Putting the physical product in shoppers hands increased attitudes and purchase intentions of the product, the company said. In a survey also conducted by Coty, it found that 72% of consumers favor a shopping experience that blends physical and digital elements.
The in-store connected shelf features Bourjois’ Rouge Velvet Lipstick collection, and it also allows shoppers to complete their beauty looks with onscreen eye makeup and blush, which is matched to the consumer’s skin tone.
“The next generation of in-store marketing is about blending digital experiences naturally into the shopper journey,” Trevor Sumner, Perch Interactive CEO, said. “The Bourjois Magic Mirror uses computer vision to sense the most important indication of interest in physical retail — when a shopper touches a product — unlocking an experience that encourages natural pathways of discovery, education and engagement.”
Sundial, Unilever’s Platform for New Voices
New fund seeks to bolster emerging brands
Sundial Brands and Unilever unveiled the New Voices Fund Sunday at a brunch in the Breakers’ Magnolia room alongside two rising CPG stars benefitting from the effort.
The $100 million New Voices Fund is aimed at fostering emerging brands — with a focus on those run by women of color — offering entrepreneurs access, capital and expertise to help their companies thrive. In terms of access, the fund offers connections to help develop an upstart’s enterprise structure, and the capital component offers companies financial support to build, grow and scale a company.
“New Voices is set up to say, ‘We’ve done well, but that’s not enough; we’ve brought change, but that’s no enough, we can’t stop here,” Richelieu Dennis, Sundial Brands founder and CEO, said to a crowd that included executives from the Emerson Group, Unilever, Ulta Beauty and Sundial Brands. “Given the challenges that we went through, I can say that we wouldn’t be standing here today if we didn’t get the access you gave us and the expertise you gave us. The capital piece was hard, and we figured that out, but even if we had gotten just that capital, without your expertise and without you giving us access, we wouldn’t have gotten anywhere.”

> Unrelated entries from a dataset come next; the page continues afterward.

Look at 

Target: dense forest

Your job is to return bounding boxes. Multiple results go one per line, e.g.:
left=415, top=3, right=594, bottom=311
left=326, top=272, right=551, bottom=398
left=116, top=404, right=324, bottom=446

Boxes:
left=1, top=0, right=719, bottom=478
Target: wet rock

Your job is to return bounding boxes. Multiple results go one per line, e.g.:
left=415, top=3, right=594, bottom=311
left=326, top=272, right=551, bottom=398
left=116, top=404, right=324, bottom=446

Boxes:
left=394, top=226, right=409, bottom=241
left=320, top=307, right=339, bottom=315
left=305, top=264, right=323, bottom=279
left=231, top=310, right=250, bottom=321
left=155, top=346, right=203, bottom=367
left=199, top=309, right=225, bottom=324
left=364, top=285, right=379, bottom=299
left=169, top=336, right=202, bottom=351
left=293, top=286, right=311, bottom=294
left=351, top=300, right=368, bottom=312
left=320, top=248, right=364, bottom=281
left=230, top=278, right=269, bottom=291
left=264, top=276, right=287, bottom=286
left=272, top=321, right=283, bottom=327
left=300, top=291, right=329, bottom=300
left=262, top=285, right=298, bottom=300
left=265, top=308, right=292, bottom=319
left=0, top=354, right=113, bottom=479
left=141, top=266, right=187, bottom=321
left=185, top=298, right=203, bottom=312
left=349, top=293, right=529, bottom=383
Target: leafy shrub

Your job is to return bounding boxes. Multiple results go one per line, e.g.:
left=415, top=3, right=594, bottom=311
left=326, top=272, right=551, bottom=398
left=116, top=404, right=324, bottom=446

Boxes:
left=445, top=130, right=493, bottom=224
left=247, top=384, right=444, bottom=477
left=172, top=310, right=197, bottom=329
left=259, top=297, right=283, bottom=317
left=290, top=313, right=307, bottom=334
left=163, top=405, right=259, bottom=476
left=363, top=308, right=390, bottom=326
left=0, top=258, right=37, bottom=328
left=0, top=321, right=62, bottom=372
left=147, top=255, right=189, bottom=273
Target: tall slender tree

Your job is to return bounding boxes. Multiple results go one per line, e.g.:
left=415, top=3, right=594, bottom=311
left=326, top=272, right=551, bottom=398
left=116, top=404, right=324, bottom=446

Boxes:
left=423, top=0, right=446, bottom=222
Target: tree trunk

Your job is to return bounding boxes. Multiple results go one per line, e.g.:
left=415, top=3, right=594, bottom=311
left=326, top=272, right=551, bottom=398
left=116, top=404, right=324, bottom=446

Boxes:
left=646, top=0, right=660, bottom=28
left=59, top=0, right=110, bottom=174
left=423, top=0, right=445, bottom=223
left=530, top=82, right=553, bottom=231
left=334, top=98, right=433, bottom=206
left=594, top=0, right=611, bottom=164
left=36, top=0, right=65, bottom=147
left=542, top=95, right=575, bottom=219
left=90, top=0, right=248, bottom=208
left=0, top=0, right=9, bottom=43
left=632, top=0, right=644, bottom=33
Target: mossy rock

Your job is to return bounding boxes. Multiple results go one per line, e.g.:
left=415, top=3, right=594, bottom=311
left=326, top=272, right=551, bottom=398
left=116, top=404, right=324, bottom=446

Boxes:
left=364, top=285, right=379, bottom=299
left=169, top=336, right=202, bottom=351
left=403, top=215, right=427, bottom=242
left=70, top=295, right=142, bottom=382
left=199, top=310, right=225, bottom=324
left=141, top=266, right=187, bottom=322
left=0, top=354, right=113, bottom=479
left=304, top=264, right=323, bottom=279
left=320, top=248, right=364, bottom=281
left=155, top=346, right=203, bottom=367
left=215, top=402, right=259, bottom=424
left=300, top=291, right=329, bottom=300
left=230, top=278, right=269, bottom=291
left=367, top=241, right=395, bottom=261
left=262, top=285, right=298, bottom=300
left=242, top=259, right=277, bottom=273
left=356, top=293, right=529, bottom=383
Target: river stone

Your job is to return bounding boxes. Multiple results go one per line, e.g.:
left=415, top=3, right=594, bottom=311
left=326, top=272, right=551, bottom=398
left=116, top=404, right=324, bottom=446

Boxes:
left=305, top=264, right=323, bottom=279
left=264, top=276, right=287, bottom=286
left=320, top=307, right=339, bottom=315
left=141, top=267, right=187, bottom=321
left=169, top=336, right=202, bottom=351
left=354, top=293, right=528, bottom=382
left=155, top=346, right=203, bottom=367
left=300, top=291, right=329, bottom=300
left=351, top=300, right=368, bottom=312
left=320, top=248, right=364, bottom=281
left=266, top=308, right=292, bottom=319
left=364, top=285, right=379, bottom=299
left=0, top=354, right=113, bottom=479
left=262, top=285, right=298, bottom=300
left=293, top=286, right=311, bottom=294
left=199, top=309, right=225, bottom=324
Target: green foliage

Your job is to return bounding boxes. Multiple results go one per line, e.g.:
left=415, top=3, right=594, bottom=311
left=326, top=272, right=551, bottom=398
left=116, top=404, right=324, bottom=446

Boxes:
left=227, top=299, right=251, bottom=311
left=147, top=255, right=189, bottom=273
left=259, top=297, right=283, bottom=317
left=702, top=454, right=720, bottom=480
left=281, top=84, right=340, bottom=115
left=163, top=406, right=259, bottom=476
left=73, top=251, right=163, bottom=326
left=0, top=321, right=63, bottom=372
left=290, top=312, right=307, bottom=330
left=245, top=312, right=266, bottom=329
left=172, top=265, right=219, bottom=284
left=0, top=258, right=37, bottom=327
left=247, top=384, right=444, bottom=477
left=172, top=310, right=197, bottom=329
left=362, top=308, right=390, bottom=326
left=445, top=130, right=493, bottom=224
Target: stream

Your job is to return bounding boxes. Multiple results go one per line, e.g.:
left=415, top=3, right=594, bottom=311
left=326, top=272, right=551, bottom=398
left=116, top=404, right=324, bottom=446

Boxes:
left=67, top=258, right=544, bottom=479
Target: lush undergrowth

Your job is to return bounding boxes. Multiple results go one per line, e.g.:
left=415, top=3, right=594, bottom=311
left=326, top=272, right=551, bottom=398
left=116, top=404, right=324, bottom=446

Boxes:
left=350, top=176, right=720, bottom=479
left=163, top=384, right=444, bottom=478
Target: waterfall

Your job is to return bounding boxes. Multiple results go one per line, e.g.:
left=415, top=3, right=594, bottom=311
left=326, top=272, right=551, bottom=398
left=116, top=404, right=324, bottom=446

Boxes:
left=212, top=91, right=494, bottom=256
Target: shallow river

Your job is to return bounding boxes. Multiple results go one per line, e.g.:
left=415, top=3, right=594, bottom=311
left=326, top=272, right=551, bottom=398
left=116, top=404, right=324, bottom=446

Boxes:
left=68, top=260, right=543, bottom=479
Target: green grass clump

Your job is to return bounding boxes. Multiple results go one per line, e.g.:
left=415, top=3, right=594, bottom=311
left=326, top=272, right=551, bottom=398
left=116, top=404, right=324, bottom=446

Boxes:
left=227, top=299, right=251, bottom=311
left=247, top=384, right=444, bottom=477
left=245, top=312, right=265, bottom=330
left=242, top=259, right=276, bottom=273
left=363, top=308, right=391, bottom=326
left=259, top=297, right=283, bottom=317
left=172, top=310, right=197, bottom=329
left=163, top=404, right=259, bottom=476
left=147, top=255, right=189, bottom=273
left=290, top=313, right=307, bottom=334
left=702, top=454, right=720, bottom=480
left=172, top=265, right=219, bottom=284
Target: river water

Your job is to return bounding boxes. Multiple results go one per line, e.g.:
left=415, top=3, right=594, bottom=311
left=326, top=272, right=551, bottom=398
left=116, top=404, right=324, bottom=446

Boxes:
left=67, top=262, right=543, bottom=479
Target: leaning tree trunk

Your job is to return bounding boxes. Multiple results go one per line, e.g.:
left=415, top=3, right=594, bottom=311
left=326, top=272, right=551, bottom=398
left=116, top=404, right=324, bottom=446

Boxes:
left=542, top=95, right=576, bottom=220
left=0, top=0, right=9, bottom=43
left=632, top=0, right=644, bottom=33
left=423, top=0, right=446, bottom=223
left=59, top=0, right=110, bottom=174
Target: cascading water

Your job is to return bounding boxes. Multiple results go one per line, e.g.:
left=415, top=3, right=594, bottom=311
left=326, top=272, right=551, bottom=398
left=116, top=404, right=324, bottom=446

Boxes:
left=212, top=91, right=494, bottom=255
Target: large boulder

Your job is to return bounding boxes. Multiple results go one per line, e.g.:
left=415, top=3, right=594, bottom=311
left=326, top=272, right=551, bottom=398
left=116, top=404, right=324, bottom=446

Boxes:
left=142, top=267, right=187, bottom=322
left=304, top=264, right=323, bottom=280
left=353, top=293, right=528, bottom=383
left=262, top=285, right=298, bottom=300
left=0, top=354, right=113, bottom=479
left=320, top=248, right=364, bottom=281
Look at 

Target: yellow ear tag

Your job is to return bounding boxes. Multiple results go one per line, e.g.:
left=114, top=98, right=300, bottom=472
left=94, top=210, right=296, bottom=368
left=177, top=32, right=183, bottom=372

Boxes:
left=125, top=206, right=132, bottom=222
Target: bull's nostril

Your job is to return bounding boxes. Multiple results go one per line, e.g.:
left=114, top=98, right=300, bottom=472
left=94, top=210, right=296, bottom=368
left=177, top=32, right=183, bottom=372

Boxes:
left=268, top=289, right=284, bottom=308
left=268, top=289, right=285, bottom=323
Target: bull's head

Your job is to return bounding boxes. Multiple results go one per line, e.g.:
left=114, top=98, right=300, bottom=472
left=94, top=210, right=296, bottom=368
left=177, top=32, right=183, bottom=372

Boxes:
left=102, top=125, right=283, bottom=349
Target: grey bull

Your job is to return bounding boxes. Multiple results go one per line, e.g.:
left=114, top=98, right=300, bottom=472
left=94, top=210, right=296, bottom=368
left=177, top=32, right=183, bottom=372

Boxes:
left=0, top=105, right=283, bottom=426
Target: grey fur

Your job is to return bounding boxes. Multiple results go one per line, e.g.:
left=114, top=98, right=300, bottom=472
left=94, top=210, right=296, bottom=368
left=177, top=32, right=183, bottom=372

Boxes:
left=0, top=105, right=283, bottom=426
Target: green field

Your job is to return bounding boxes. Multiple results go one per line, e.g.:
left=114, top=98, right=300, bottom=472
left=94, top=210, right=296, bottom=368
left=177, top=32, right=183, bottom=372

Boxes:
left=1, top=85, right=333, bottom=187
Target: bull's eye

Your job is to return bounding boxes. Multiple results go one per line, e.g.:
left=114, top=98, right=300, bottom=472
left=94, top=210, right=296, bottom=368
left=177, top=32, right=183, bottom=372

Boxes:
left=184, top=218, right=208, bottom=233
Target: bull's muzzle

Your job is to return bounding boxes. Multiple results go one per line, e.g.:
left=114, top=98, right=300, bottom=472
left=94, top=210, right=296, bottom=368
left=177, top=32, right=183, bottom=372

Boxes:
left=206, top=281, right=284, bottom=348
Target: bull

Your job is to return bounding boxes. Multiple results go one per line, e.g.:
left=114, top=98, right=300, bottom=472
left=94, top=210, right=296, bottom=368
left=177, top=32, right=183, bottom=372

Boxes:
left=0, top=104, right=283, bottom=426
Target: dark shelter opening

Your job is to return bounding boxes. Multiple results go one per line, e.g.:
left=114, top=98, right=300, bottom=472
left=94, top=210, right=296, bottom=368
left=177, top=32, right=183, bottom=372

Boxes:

At the event, Dennis was joined by Melissa Butler, founder and CEO of vegan and cruelty-free lipstick company Lip Bar, and Beatrice Feliu-Espada, founder of natural feminine hygiene brand the Honey Pot. Butler’s brand launched in 42 Target stores in February and is set to expand to roughly 450 in the fall. The Honey Pot hit 1,000 Target stores this month. However, Feliu-Espada noted that the journey to success wasn’t easy, and she struggled to secure funding to scale up her company.
“Even when you’re dealing with investors, you’re going to hear a thousand ‘noes’ before you get to a ‘yes,’” she said. “The challenge [of raising funds for the launch] was the uphill battle of finding the capital even though you have the best damn problem in the world”
Butler echoed Dennis, noting that capital is one piece of the whole, with expertise and access constituting the missing parts for brand success, even one that has wide appeal.
“Our challenges have been how do we scale, how do we get the proper advisors, how do we get that access to capital, how do I translate my authentic relationship with my customer into sales without having that back-end or that front-end support?” she said. “Oftentimes as a small business owner, I don’t know if something is specific to me as a small business owner, as a black woman or if this is just how business goes — what is the standard in this industry? Just knowing ‘this is what you should expect’ will be invaluable for us.”